Wer die Zeit hat, hat die Macht. Wenn je irgendwo, dann gilt dieser Satz in Gemeinschaften, in denen keine oder wenig klare Strukturen und Verantwortlichkeiten bestehen. An dieser Stelle können große Konflikte entstehen. Der Zeitfaktor wirkt sich gewiss in jedem Umfeld als Machtfaktor aus. Auch das Amt kann die ihm zur Verfügung stehende Zeit missbrauchen. Es kann es aber umso mehr, desto schwächer die Kontrollmechanismen ausgebildet sind. Je stärker die Mechanismen von Kontrolle und Verantwortung ausgebildet sind, desto geringer ist an dieser Stelle die Gefährdung. Doch in Gemeinschaften, in denen „alle gleich“ sind und „jeder“ in gewisser Weise für alles verantwortlich sein soll, ist die Gefährdung zur eigenwilligen Tat besonders hoch. Hier können diejenigen, die aufgrund ihrer Lebensumstände einfach „Zeit“ haben, allein schon aus diesem Grunde die Gemeinschaft dominieren. Sie „kümmern“ sich um alles. Denn sie haben ja die Zeit dazu. Schnell haben sie die Dinge in der Hand und bauen sich ihre kleinen Königreiche auf. Manchmal sind es auch gerade diejenigen, die in der Berufswelt aus unterschiedlichen Gründen nicht so richtig zum Zug gekommen sind. Nun erkennen sie instinktiv ihre Chance. Die Einflussmöglichkeit, die ihnen dort versagt blieb, suchen sie hier „für Jesus“ zu verwirklichen. Die Betroffenen meinen es vordergründig ganz sicher auch gut und ehrlich. Aber im Tiefsten könnte es verkapptes Machtverhalten sein. Bis zu einem bestimmten Grad erscheinen derartige Mechanismen in manchen Gemeinschaften auch durchaus willkommen. Es ist sehr bequem, jemanden zu haben, der die Dinge „schon macht“. In dem selbst errichteten „Königreich“ kann er nun nach Gutdünken schalten und walten.
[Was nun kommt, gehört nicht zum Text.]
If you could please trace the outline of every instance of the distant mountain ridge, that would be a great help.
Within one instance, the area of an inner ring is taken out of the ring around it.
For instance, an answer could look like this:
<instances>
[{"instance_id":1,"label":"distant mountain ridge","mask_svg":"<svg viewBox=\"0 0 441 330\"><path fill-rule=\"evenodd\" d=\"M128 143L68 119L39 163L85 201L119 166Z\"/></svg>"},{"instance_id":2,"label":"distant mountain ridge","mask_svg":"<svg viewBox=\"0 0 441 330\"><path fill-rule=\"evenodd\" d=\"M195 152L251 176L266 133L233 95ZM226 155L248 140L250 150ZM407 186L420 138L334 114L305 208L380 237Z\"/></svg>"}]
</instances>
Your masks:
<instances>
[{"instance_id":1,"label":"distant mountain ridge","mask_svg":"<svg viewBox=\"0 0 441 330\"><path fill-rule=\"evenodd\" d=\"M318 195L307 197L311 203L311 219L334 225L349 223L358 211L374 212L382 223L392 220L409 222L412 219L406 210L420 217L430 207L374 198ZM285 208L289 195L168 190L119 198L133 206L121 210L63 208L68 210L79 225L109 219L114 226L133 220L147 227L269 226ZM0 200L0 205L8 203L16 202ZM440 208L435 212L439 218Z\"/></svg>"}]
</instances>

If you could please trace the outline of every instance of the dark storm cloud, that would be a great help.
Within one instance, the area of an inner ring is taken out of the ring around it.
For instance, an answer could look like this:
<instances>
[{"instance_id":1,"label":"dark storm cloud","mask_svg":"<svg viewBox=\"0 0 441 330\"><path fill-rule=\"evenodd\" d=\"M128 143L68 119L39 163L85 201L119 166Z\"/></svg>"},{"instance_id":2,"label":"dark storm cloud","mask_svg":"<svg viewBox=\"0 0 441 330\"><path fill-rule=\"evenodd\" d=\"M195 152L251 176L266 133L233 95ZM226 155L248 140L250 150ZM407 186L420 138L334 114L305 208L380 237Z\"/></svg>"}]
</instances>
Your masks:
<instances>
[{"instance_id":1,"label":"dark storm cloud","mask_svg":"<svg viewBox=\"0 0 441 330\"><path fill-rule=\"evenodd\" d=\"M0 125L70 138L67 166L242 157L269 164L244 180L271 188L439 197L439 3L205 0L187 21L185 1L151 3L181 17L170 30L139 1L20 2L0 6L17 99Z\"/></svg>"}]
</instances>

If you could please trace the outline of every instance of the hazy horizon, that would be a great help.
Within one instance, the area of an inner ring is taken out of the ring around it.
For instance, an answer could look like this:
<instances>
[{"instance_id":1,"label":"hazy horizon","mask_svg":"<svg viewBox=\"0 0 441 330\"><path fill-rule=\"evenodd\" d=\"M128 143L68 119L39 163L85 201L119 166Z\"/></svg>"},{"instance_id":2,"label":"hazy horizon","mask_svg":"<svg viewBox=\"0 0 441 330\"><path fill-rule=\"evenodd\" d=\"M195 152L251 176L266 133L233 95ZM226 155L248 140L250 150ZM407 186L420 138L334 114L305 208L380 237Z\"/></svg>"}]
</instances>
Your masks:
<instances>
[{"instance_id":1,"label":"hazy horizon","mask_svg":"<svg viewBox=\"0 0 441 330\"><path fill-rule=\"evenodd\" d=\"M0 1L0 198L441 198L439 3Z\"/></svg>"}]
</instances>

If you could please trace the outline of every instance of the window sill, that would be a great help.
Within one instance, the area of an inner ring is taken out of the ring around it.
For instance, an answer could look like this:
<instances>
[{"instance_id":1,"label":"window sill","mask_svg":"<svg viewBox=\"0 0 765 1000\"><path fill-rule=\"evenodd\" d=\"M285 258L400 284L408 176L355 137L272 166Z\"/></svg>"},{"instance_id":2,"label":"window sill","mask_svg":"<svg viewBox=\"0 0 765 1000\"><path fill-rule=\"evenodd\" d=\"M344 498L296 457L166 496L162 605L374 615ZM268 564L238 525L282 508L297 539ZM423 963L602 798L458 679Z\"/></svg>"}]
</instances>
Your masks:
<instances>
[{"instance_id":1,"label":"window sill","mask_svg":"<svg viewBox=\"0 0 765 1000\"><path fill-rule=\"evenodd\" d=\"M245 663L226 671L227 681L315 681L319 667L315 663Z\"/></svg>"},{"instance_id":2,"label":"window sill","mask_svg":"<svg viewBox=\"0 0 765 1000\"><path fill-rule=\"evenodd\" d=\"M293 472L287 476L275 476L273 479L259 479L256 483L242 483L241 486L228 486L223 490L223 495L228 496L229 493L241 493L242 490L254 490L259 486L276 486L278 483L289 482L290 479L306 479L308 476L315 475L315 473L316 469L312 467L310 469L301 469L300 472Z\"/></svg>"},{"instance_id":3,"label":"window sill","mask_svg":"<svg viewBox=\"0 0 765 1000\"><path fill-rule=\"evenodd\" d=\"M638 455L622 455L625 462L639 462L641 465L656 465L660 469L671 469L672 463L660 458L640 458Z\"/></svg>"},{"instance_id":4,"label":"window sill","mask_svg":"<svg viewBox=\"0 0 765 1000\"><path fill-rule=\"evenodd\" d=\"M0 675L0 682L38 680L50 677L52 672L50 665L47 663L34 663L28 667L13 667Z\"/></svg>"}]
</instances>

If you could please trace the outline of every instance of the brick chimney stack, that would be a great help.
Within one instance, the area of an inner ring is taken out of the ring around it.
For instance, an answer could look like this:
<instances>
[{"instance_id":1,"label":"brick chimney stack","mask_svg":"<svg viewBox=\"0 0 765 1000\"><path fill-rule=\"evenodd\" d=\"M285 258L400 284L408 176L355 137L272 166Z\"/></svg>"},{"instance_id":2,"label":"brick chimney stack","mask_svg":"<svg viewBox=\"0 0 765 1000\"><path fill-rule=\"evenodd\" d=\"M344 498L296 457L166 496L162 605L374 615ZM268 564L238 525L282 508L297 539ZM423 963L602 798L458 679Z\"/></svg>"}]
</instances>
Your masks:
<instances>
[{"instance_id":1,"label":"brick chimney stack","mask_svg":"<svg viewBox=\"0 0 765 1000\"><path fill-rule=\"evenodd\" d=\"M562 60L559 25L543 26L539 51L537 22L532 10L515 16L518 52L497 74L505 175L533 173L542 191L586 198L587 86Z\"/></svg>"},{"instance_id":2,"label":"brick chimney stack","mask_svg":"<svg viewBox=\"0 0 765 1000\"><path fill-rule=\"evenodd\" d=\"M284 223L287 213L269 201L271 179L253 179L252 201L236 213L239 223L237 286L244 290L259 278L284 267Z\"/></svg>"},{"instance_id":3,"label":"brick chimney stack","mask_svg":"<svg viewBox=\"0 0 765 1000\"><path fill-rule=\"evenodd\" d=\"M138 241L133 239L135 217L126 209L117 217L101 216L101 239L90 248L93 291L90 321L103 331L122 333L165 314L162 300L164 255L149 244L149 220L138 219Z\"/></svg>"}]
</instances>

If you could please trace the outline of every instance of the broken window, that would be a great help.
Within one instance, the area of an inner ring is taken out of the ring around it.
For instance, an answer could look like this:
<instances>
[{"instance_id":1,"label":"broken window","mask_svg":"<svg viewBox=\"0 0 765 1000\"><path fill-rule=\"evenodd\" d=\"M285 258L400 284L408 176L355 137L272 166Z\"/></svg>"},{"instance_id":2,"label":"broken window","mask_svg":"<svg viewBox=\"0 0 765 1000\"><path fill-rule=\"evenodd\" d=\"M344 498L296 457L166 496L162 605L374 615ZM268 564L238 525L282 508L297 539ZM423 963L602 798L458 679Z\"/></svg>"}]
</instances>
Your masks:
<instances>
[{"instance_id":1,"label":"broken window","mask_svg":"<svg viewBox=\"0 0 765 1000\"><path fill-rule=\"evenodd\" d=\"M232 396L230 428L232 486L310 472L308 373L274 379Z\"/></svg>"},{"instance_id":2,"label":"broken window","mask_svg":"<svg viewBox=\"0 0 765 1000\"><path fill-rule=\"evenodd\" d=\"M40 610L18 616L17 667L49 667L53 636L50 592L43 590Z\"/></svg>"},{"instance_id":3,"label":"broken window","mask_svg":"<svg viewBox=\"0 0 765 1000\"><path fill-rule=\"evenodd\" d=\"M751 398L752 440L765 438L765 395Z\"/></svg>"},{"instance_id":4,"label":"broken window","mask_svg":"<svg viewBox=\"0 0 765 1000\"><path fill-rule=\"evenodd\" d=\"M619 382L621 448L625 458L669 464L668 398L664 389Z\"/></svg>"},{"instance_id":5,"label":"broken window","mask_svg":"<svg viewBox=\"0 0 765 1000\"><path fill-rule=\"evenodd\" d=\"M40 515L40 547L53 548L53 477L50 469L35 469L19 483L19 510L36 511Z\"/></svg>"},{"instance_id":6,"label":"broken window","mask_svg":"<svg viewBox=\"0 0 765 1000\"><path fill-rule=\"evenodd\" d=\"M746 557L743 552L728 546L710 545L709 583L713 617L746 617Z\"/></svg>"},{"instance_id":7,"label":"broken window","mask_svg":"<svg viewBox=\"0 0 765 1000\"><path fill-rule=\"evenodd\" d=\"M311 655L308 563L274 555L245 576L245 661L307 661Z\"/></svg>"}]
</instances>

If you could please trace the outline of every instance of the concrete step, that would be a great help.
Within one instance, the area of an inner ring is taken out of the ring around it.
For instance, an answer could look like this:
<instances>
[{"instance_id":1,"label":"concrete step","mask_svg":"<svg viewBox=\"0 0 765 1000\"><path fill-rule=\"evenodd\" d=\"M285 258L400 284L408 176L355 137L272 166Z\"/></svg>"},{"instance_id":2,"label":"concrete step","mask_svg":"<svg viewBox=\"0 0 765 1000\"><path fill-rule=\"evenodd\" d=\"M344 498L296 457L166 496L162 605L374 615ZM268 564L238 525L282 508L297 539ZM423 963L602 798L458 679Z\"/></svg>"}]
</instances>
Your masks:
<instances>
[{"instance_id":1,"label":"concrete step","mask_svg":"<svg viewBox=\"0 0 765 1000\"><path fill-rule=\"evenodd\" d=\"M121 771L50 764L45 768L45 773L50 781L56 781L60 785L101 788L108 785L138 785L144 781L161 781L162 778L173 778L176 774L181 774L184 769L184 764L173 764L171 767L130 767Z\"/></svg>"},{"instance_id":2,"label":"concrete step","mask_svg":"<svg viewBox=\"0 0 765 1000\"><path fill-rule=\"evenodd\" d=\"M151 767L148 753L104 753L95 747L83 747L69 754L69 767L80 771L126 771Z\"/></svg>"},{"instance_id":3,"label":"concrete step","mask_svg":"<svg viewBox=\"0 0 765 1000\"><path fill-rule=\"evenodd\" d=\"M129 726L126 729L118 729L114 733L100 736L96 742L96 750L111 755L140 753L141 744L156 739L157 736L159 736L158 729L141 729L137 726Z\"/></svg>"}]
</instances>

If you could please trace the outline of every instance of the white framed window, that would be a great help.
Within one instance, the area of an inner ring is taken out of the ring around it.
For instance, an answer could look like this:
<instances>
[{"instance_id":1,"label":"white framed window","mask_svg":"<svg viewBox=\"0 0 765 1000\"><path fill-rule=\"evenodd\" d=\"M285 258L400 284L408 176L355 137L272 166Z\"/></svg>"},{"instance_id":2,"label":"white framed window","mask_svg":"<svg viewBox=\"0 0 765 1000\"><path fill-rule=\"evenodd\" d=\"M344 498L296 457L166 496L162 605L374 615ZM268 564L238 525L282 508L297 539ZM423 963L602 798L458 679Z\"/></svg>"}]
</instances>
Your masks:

Es mag Situationen geben, in denen es die Verantwortung gebietet, dass einzelne Menschen ein sehr hohes Maß an Einsatz einbringen müssen, damit die Gemeinschaft überhaupt überlebt. Gefährlich wird es dann, wenn solche Strukturen sich verfestigen. Alle verlassen sich darauf, dass es schon irgendwie läuft. Doch das ist auf Dauer nicht gesund. Sobald die Möglichkeit dazu besteht, sollte alles darangesetzt werden, die Aufgaben auf möglichst viele Schultern zu verteilen. Wer mehr Zeit hat als andere, kann sich gern etwas mehr engagieren. Es darf aber nicht dazu führen, dass sich alles auf einige wenige konzentriert und auf diese Weise das Wohl und Wehe der Gemeinschaft von diesen wenigen abhängt.

Wo Menschen sich ihre eigenen Königreiche aufgebaut haben, tauchen in dem Moment Probleme auf, wenn andere engagierte und begabte Mitarbeiter plötzlich „mitreden“ und mitgestalten wollen. Nun wird sich zeigen, aus welcher Quelle die Motivation des „Allgegenwärtigen“ wirklich kommt. Ist es dienende Mitarbeiterschaft oder doch verkapptes Machtverhalten? Ein waschechter „König“ wird so schnell niemanden an seiner Seite dulden. Ausgesprochen oder unausgesprochen verbittet er sich, dass ihm in „sein Reich“ hineingesprochen wird. Er wird mit allen Mitteln versuchen, seinen Herrschaftsbereich zu erhalten, seinen Einfluss zu festigen. Verantwortung teilen oder gar lieb gewordene Dinge abgeben zu sollen bedeuten für ihn einen ungeheuren Angang. Wenn nun der „König“ obendrein ein „Machtmensch“ ist, wird es nicht lange dauern, bis es zum offenen Konflikt kommt. Dem absoluten „König“ wird es außerordentlich schwerfallen, gemeinsame Absprachen, die entgegen seinen Vorstellungen getroffen wurden, zu akzeptieren.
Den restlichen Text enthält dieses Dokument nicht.